SPG_GROUP Solve jointly-sparse basis pursuit denoise (BPDN)
[x, r, g, info] = spg_group(A, b, tau, sigma, x0, options)
(IN) is an m-by-n matrix, explicit or an operator.
(IN) is an m-vector.
(IN) is a is vector containing the group number of the corresponding index in x
(IN) is a nonnegative scalar (noise); see (BPDN)
(IN) is a structure of options from spgSetParms
(OUT) is a solution of the problem
(OUT) is the residual, r = b - Ax
(OUT) is the gradient, g = -A'r
(OUT) is a structure with output information
SPG_GROUP is designed to solve the basis pursuit denoise problem
(BPDN) minimize sum_k ||X_{i : GROUPS(i) = k}||_2 subject to ||A X - B||_2,2 <= SIGMA,
where A is an M-by-N matrix, B is a vector, GROUPS is vector containing the group number of the corresponding index in X, and SIGMA is a nonnegative scalar. In all cases below, A can be an explicit M-by-N matrix or matrix-like object for which the operations A*x and A'*y are defined (i.e., matrix-vector multiplication with A and its adjoint.)
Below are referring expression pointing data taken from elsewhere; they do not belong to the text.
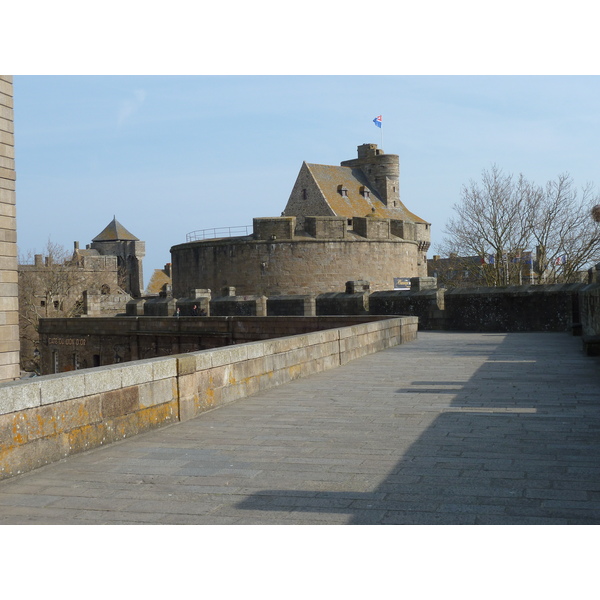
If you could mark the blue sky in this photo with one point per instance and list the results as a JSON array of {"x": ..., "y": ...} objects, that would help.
[{"x": 171, "y": 154}]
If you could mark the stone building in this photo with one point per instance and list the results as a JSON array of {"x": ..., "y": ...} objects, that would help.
[
  {"x": 340, "y": 224},
  {"x": 92, "y": 282},
  {"x": 9, "y": 296},
  {"x": 115, "y": 240}
]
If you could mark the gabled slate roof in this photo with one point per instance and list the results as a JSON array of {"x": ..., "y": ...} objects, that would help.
[
  {"x": 115, "y": 232},
  {"x": 329, "y": 178}
]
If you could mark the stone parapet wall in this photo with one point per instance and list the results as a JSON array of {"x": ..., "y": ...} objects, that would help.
[
  {"x": 299, "y": 267},
  {"x": 514, "y": 308},
  {"x": 46, "y": 419}
]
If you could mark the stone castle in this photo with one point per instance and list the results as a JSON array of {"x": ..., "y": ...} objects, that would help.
[{"x": 340, "y": 224}]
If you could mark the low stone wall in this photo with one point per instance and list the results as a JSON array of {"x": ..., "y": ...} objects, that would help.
[
  {"x": 513, "y": 308},
  {"x": 589, "y": 307},
  {"x": 45, "y": 419}
]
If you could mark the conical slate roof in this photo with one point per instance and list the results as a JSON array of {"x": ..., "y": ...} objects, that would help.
[{"x": 114, "y": 232}]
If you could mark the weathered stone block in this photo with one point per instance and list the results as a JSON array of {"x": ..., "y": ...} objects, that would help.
[
  {"x": 77, "y": 413},
  {"x": 157, "y": 392},
  {"x": 164, "y": 368},
  {"x": 136, "y": 372},
  {"x": 61, "y": 387},
  {"x": 103, "y": 379},
  {"x": 119, "y": 402}
]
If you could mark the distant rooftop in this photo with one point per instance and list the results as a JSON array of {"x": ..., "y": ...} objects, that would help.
[{"x": 114, "y": 232}]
Also, A can be a function handle that points to a function with the signature
v = A(w,mode) which returns v = A *w if mode == 1; v = A'*w if mode == 2.
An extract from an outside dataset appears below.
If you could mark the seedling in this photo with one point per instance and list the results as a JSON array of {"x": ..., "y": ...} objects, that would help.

X = SPG_GROUP(A,B,G,SIGMA) solves the BPDN problem. If SIGMA=0, SIGMA=[] or SIGMA is omitted, then the jointly-sparse basis pursuit (BP) problem is solved; i.e., the constraints in the BPDN problem are taken as AX=B.
X = SPG_GROUP(A,B,G,SIGMA,OPTIONS) specifies options that are set using SPGSETPARMS.
[X,R,G,INFO] = SPG_GROUP(A,B,GROUPS,SIGMA,OPTIONS) additionally returns the residual R = B - A*X, the objective gradient G = A'*R, and an INFO structure. (See SPGL1 for a description of this last output argument.)